The threat from Trump and Republicans to take health care away has hit alarming levels

https://www.nytimes.com/2018/12/06/opinion/the-ticking-time-bomb-under-obamacare.html

The Ticking Time Bomb Under Obamacare
The threat from President Trump and Republicans to take health care away — including a pending case that would strike down a large part of the law — has hit alarming levels.
By Abbe R. Gluck and Erica Turret
Dec. 6, 2018

Yes, the Democrats reclaimed the House. But you should not assume that your health care coverage is now safe. The biggest threat is President Trump himself: His administration has been relentlessly assaulting the Affordable Care Act for two years, and that threat has not abated.
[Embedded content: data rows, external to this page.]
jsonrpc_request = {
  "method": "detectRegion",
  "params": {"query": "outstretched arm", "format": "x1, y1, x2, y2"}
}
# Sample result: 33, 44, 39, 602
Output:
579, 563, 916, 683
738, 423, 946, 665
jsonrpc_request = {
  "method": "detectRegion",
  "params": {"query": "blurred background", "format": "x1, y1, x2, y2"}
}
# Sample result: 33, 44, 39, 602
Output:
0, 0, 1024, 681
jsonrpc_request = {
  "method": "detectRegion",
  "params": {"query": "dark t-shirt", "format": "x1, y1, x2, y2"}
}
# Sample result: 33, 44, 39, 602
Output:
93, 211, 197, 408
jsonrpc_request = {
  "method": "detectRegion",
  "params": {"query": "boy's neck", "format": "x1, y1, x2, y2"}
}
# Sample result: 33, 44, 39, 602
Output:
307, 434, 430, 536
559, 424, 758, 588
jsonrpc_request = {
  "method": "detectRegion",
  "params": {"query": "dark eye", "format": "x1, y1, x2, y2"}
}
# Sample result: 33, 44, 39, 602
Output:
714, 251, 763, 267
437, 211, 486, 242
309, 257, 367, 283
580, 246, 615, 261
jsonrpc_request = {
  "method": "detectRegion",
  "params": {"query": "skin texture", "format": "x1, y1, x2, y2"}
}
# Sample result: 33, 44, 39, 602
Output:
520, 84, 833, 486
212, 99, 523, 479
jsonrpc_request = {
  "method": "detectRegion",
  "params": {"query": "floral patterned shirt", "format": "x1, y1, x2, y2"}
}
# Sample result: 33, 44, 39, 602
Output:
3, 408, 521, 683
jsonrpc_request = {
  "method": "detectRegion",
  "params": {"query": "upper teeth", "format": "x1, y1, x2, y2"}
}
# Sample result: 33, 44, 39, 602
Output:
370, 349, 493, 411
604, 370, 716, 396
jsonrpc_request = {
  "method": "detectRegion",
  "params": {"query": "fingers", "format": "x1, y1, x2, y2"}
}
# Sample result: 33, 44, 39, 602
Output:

Democrats may have made significant electoral gains by running on the protection of the pre-existing-conditions guarantee to insurance, but Republicans apparently aren’t listening. The president and his party remain focused on taking health care away.

The administration has instituted administrative rules and guidance letters intended to undermine the insurance markets, trick the healthy into buying junk plans, and leave the less healthy with unaffordable premiums. It has also succeeded in reducing enrollment, making access to health care harder for the poor and immigrant populations and, for the first time in a decade, raising the number of uninsured children. To add insult to injury, it refuses to defend the A.C.A. in a ludicrous lawsuit in Texas — in which it now appears the judge may very well strike down a large part of the law, including the ban on pre-existing conditions. The entire A.C.A. is at stake. Don’t be fooled by the president’s claims that these problems are inherent in Obamacare.

Let’s start with the insurance markets. Combining healthy and sick people into a single insurance pool as the A.C.A. requires drives down the cost of insurance. The administration is destroying this pool to isolate less healthy people in their own market with skyrocketing premiums so the public and the insurance industry will turn against the law.

First, it promulgated a rule that expands A.C.A.-exempt “short term” plans — previously just band-aid plans for a three-month period between jobs — to yearlong exceptions that can be renewed for up to three years. It passed another rule allowing expansion of so-called association health plans, once a limited exemption from some A.C.A. requirements for some small businesses but now open to virtually anyone. Many of these plans are so bare-bones that they do not cover even prescription drugs or maternity care. Short-term plans can exclude people based on pre-existing conditions, and exclude full categories of benefits including substance abuse — even though the president claims to care about solving our national opioid crisis.

To make matters worse, just last week, the administration relaxed the requirements for states to get waivers from A.C.A. provisions, making it easier for states to make excuses for not covering their citizens. It is another potential avenue for keeping young, healthy people out of the insurance pools and driving up premiums for the Americans who remain.

In addition, the administration cut the period for open enrollment in half. It also significantly reduced funding for “navigators,” given the task by the A.C.A. of linking individuals to insurance. It seems these efforts to discourage enrollment are working: The enrollment period ends next week, and so far, sign-ups are down about 10 percent compared with last year.

Add all this up, and premiums for baseline A.C.A. plans in 2019, so-called silver plans, are 16 percent higher than they would have been absent the Trump administration’s acts of sabotage.